Question

How to find SRA sequences of some fungal whole genome sequences if only Biosample ID is available?

0

Entering edit mode

5 months ago

Harshita • 0

I am using some fungal isolates' whole genome sequences to reconstruct phylogeny with my isolates, but I am not able to find some SRA IDs for the isolates already used and published in other works. Is there any way I can know if the name of the submission is probably different from what I see on NCBI when I type, or if there is a way to find the SRA IDs of those sequences?

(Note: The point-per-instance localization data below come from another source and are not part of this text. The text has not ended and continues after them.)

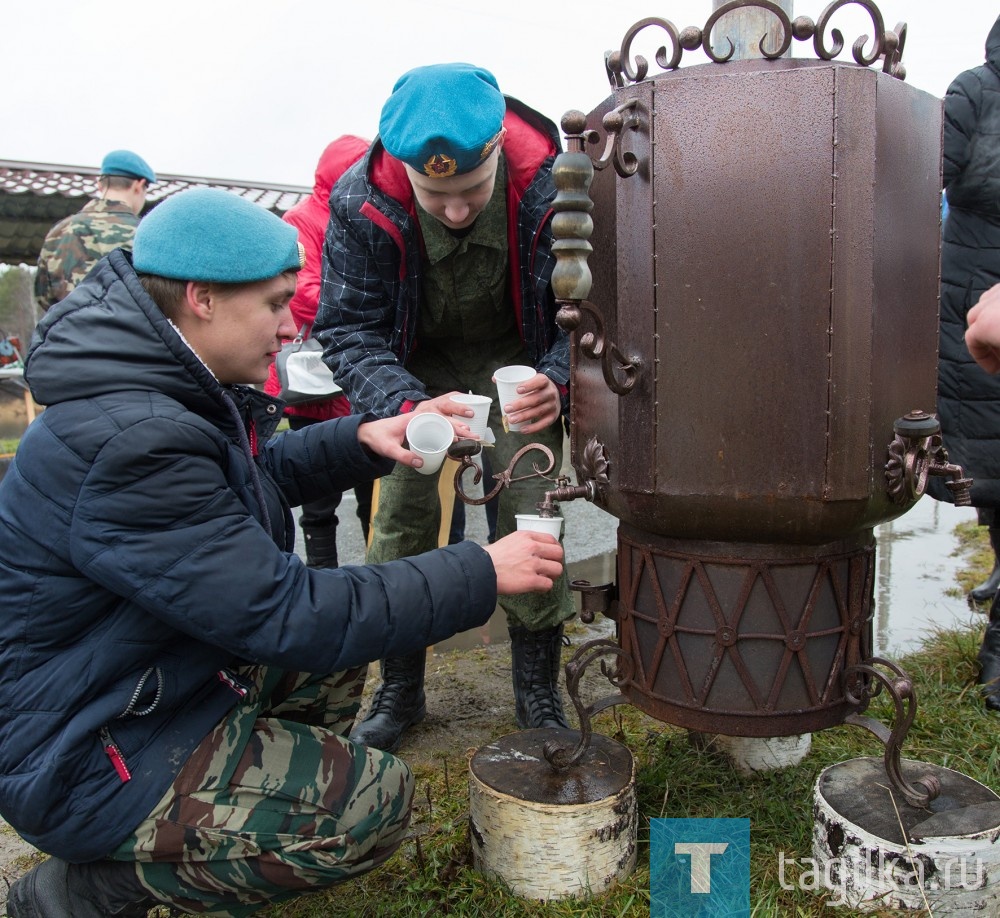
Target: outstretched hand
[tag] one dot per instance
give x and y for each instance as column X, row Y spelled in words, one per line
column 537, row 404
column 982, row 337
column 526, row 562
column 386, row 437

Refer to some IDs used in this publication: https://journals.asm.org/doi/10.1128/mbio.01219-17

SRA whole-genome-sequencing NCBI • 585 views

ADD COMMENT • link updated 5 months ago by Ram 44k • written 5 months ago by Harshita • 0

score 1 · Answer 1 · 2024-05-20

1

Entering edit mode

5 months ago

GenoMax 147k

Looks like the samples are from this project: https://www.ncbi.nlm.nih.gov/Traces/study/?acc=PRJNA320483&o=acc_s%3Aa

This table has the SRA# you need.

OR

Using EntrezDirect (only one record shown here, there are 45 total) :

$ esearch -db bioproject -query PRJNA320483 | elink -target sra | efetch -format runinfo
Run,ReleaseDate,LoadDate,spots,bases,spots_with_mates,avgLength,size_MB,AssemblyName,download_path,Experiment,LibraryName,LibraryStrategy,LibrarySelection,LibrarySource,LibraryLayout,InsertSize,InsertDev,Platform,Model,SRAStudy,BioProject,Study_Pubmed_id,ProjectID,Sample,BioSample,SampleType,TaxID,ScientificName,SampleName,g1k_pop_code,source,g1k_analysis_group,Subject_ID,Sex,Disease,Tumor,Affection_Status,Analyte_Type,Histological_Type,Body_Site,CenterName,Submission,dbgap_study_accession,Consent,RunHash,ReadHash
SRR14705994,2022-06-30 00:21:00,2021-06-02 01:53:15,23917379,7175213700,23917379,300,2603,,https://sra-downloadb.be-md.ncbi.nlm.nih.gov/sos4/sra-pub-zq-1/SRR014/14705/SRR14705994/SRR14705994.lite.1,SRX11043948,CpJA159_Lib,WGS,RANDOM,GENOMIC,PAIRED,0,0,ILLUMINA,Illumina HiSeq 2000,SRP322222,PRJNA320483,,320483,SRS9112198,SAMN19488802,simple,318829,Pyricularia oryzae,CpJA159,,,,,,,no,,,,,UNIVERSITY OF KENTUCKY,SRA1239061,,public,701E33E57A319359F5465FD8283FA279,D7F5EC84290C2D1B8D4259ED5677314F

ADD COMMENT • link 5 months ago by GenoMax 147k

0

Entering edit mode

Thank you so much for helping me out in this!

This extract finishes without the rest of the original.